## Prior to this notebook I completed the following:

### Task 1:

1: Created a new, empty GBQ dataset called msba_wedge

2: Downloaded a zip file of cleaned Wedge data from Moodle

3: Decompressed and uploaded the cleaned Wedge files to Google Storage Cloud using the Storage Cloud UI.

4: Connected to Google Storage Cloud from Google Big Query, reading in all 53 transaction files into a single transaction table within my msba_wedge dataset.

5: Applied Google's auto schema settings to determine field types and then validated them in GBQ's schema view.


## This Notebook handles the following tasks:

### Task 2:
1: Use Python to connect to my GBQ instance
    
2: Build a list of owners
        
3: Take a sample of the owners

4: Build a dataframe of all records for the sample of owners

5: Write that data to a .txt file


### Task 3:

6. Use Pandas Dataframes and SQL to build three summary tables:

    - Sales by Date and Hour
    - Sales by Owner by Year and Month
    - Sales by Product Description by Year and Month. 

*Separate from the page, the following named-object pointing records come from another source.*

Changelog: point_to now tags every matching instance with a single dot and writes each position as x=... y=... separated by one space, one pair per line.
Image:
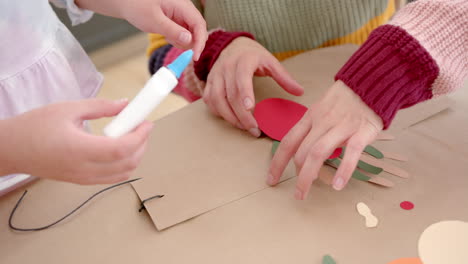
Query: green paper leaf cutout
x=374 y=152
x=359 y=176
x=274 y=147
x=356 y=174
x=369 y=168
x=366 y=166
x=327 y=259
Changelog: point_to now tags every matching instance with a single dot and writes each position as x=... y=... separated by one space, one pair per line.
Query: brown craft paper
x=266 y=226
x=199 y=162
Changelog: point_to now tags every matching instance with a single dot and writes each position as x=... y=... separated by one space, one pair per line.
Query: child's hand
x=50 y=142
x=229 y=89
x=339 y=118
x=178 y=20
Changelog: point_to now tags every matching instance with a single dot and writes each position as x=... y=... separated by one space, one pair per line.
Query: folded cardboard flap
x=199 y=162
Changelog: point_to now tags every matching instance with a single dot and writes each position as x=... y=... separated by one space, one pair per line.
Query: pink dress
x=40 y=62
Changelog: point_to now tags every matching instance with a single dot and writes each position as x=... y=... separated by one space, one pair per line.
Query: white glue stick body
x=154 y=92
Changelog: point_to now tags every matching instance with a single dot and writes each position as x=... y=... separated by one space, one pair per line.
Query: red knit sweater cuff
x=390 y=71
x=215 y=44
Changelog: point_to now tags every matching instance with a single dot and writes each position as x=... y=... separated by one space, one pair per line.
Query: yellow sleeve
x=157 y=40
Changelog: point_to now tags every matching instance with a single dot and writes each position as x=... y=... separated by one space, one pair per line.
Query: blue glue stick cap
x=179 y=64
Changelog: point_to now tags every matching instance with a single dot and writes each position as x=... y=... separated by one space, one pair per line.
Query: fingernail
x=338 y=184
x=121 y=100
x=271 y=179
x=239 y=125
x=298 y=195
x=185 y=38
x=248 y=103
x=255 y=132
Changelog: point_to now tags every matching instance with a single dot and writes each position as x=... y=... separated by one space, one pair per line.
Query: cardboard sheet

7. Build a single SQLite Database containing the three summary files. 

In [1]:
# run pip install --upgrade google-cloud-BigQuery
# import random is to support random owner sample
# Sqlalchemy allows me to read gbq data into a dataframe

import pandas as pd
import random
import sqlalchemy
from google.cloud import bigquery
from google.oauth2 import service_account

# establishing google credentials and creating engine and client variables to use with sqlalchemy

credentials = service_account.Credentials.from_service_account_file('C:\\Users\\dakot\\Desktop\\Repo\\du_wedge_project\\ADA_2022_Wedge_Umbel\\dakota-umt-msba-dc288f16c43e.json')
project_id = 'dakota-umt-msba'

from sqlalchemy.engine import create_engine

from config import bigquery_uri
engine = create_engine(bigquery_uri,credentials_path ='C:\\Users\\dakot\\Desktop\\Repo\\du_wedge_project\\ADA_2022_Wedge_Umbel\\dakota-umt-msba-dc288f16c43e.json')
client = bigquery.Client(credentials = credentials,project = project_id)

In [2]:
# SQL Query that Generates list of Distinct Owners

owners = ("""
       SELECT DISTINCT(card_no)
       FROM msba_wedge.Wedge_Transactions 
       WHERE card_no <> 3""")


# Stores unique owners in a variable called results

results = client.query(owners)


In [3]:
# creating empty LIST of owners

owners = []


# Populating owner list

for row in results:
    owners.append(row[0])

In [4]:
# generates a list of 500 random owners. This sample size outputs between 200MB and 250MB of data.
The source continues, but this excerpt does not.